I am seeing this error:
Argument #4: Padding size should be less than the corresponding input dimension, but got: padding (512, 512) at dimension 3 of input [1, 1, 1, 220]
after trying to train using this command:
python train.py --output_directory=outdir --log_directory=logdir
I am using pytorch 1.0 and python 3.6 with a single Tesla V100 gpu and I am using my own data set which I processed to be identical to the LJSpeech format and have changed the filelists accordingly.
The full log is:
FP16 Run: False
Dynamic Loss Scaling: True
Distributed Run: False
cuDNN Enabled: True
cuDNN Benchmark: False
Epoch: 0
Train loss 0 28.056627 Grad Norm 7.857424 5.01s/it
Traceback (most recent call last):
File "train.py", line 284, in <module>
args.warm_start, args.n_gpus, args.rank, args.group_name, hparams)

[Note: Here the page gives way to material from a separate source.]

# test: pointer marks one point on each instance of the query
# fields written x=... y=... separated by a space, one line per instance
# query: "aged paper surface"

File "train.py", line 242, in train
hparams.distributed_run, rank)
File "train.py", line 133, in validate
for i, batch in enumerate(val_loader):
File "/home/mahdeto/anaconda2/envs/tacotron2/lib/python3.6/site-packages/torch/utils/data/dataloader.py", line 637, in __next__
return self._process_next_batch(batch)
File "/home/mahdeto/anaconda2/envs/tacotron2/lib/python3.6/site-packages/torch/utils/data/dataloader.py", line 658, in _process_next_batch
raise batch.exc_type(batch.exc_msg)
RuntimeError: Traceback (most recent call last):
File "/home/mahdeto/anaconda2/envs/tacotron2/lib/python3.6/site-packages/torch/utils/data/dataloader.py", line 138, in _worker_loop
samples = collate_fn([dataset[i] for i in batch_indices])
File "/home/mahdeto/anaconda2/envs/tacotron2/lib/python3.6/site-packages/torch/utils/data/dataloader.py", line 138, in <listcomp>
samples = collate_fn([dataset[i] for i in batch_indices])
File "/raid1/mahdeto/repo/tacotron2/data_utils.py", line 61, in __getitem__
return self.get_mel_text_pair(self.audiopaths_and_text[index])
File "/raid1/mahdeto/repo/tacotron2/data_utils.py", line 34, in get_mel_text_pair
mel = self.get_mel(audiopath)
File "/raid1/mahdeto/repo/tacotron2/data_utils.py", line 46, in get_mel
melspec = self.stft.mel_spectrogram(audio_norm)
File "/raid1/mahdeto/repo/tacotron2/layers.py", line 76, in mel_spectrogram
magnitudes, phases = self.stft_fn.transform(y)
File "/raid1/mahdeto/repo/tacotron2/stft.py", line 88, in transform
mode='reflect')
File "/home/mahdeto/anaconda2/envs/tacotron2/lib/python3.6/site-packages/torch/nn/functional.py", line 2685, in pad
ret = torch._C._nn.reflection_pad2d(input, pad)
RuntimeError: Argument #4: Padding size should be less than the corresponding input dimension, but got: padding (512, 512) at dimension 3 of input [1, 1, 1, 220]
Please help. Thanks!
In case someone runs into this. Turns out I had some corrupted wav files (very small but had some speech) that caused this.
Additionally this case is possible, when the wav file is a stereo, not mono. Tacotron is using 16kHz 16bit mono for training.
I had the same problem,now.
Codec:PCM S16LE(s16l)
Type:Audio
Channels:Mono
Sample rate:16000Hz
Bits per sample:16
Maybe is a codec problem,Above info is obtained from VLC,anyone can inform us the working setup?
Quite confusing,I also edited the hparam file respectively does not seem to work.
Originally 22khz,now 16kHz 16bit mono for training.
Does not seems to work.hmmmm..
Oh thanks i also suspected those weird small files it is not corrupted but,something is wrong when used as input.Solved.THANKS.
Most helpful comment
In case someone runs into this. Turns out I had some corrupted wav files (very small but had some speech) that caused this.